FAQ: What are the latencies for SMAP radiometer data sets?


Each Level-3 file is a daily composite of half-orbit files/swaths. Note that data from descending passes (a.m.) and ascending passes (p.m.) are stored separately in the same daily composite granule.

Data Acquisition and Processing


The microwave portion of the electromagnetic spectrum, which includes wavelengths from a few centimeters to a meter, has long held the most promise for estimating surface soil moisture remotely. Passive microwave sensors measure the natural thermal emission emanating from the soil surface. The variation in the intensity of this radiation depends on the dielectric properties and temperature of the target medium, which for the near-surface soil layer is a function of the amount of moisture present. Low microwave frequencies, at L-band or approximately 1 GHz, offer the following additional advantages:

  • The atmosphere is almost completely transparent, providing all-weather sensing
  • Transmission of signals from the underlying soil is possible through sparse and moderate vegetation layers (up to at least 5 kg/m2 of vegetation water content)
  • Measurement is independent of solar illumination which allows for day and night observations

For more details, refer to "Section 2: Passive Remote Sensing of Soil Moisture" of the Algorithm Theoretical Basis Document (ATBD) for this product (O'Neill et al. 2018), which is available as a technical reference.

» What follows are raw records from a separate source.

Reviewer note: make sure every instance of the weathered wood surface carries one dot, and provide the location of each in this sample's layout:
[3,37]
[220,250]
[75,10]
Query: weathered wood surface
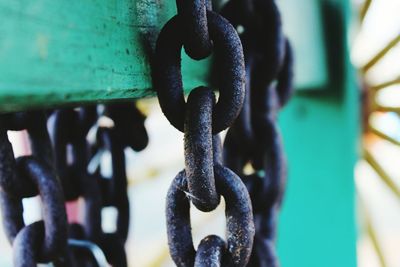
[58,52]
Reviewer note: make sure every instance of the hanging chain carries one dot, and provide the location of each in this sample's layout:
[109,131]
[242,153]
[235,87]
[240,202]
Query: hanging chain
[255,138]
[201,118]
[46,240]
[75,155]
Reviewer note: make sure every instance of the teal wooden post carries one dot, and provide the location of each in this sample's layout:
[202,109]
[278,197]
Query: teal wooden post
[321,129]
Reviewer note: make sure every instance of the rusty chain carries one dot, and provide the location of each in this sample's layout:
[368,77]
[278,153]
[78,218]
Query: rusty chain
[200,30]
[255,138]
[45,240]
[259,80]
[70,130]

The SMAP Level-3 radiometer soil moisture product (SPL3SMP) is a daily gridded composite of the SMAP L2 Radiometer Half-Orbit 36 km EASE-Grid Soil Moisture, Version 6 (SPL2SMP) data. The derivation of soil moisture from SMAP brightness temperatures occurs in the Level-2 processing. Refer to the SPL2SMP user guide for details on soil moisture algorithms and ancillary data.

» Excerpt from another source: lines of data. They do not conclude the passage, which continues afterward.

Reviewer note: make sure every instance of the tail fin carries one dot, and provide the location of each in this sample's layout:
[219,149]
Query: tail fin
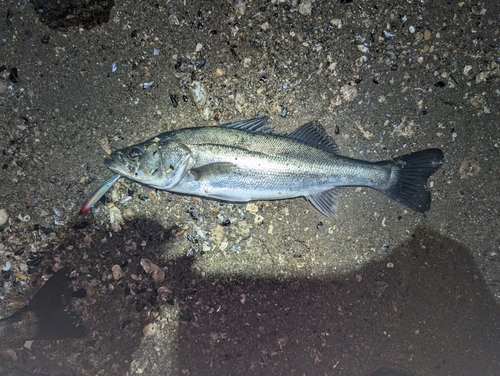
[409,179]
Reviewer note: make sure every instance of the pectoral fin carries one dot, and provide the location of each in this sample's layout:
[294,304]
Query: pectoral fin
[212,171]
[175,174]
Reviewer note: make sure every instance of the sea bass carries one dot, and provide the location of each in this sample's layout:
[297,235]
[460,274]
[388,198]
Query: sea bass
[245,161]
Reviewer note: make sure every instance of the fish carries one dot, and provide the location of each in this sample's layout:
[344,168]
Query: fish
[98,193]
[245,161]
[46,316]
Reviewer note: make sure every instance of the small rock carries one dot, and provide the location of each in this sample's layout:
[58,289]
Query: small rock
[117,272]
[4,217]
[217,234]
[154,270]
[252,208]
[348,92]
[149,330]
[305,7]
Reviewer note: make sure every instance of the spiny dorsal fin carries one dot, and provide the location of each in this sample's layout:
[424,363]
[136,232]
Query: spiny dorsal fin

The SPL3SMP product is a daily global product. To generate the product, individual SPL2SMP half-orbit files, acquired over the course of one day, are composited to produce a daily multi-orbit global map of retrieved soil moisture. Where the SPL2SMP swaths overlap, poleward of approximately +/- 65° latitude, three options were considered for compositing multiple data points at a given grid cell:

  1. Use the most recent (or last-in) data point
  2. Take the average of all data points within the grid cell
  3. Choose the data points observed closest to 6:00 a.m. Local Solar Time (LST) for observations derived from SMAP descending passes and closest to 6:00 p.m. LST for observations derived from SMAP descending passes

The current approach for the SPL3SMP product is to use the third option - choosing the nearest 6:00 a.m. LST and nearest 6:00 p.m. LST pass to perform Level-3 compositing separately for descending and ascending passes, respectively. For a given L2 half-orbit granule whose time stamp (yyyymmddThhmmss) is expressed in UTC, only the hhmmss part is converted into local solar time (O'Neill et al. 2016).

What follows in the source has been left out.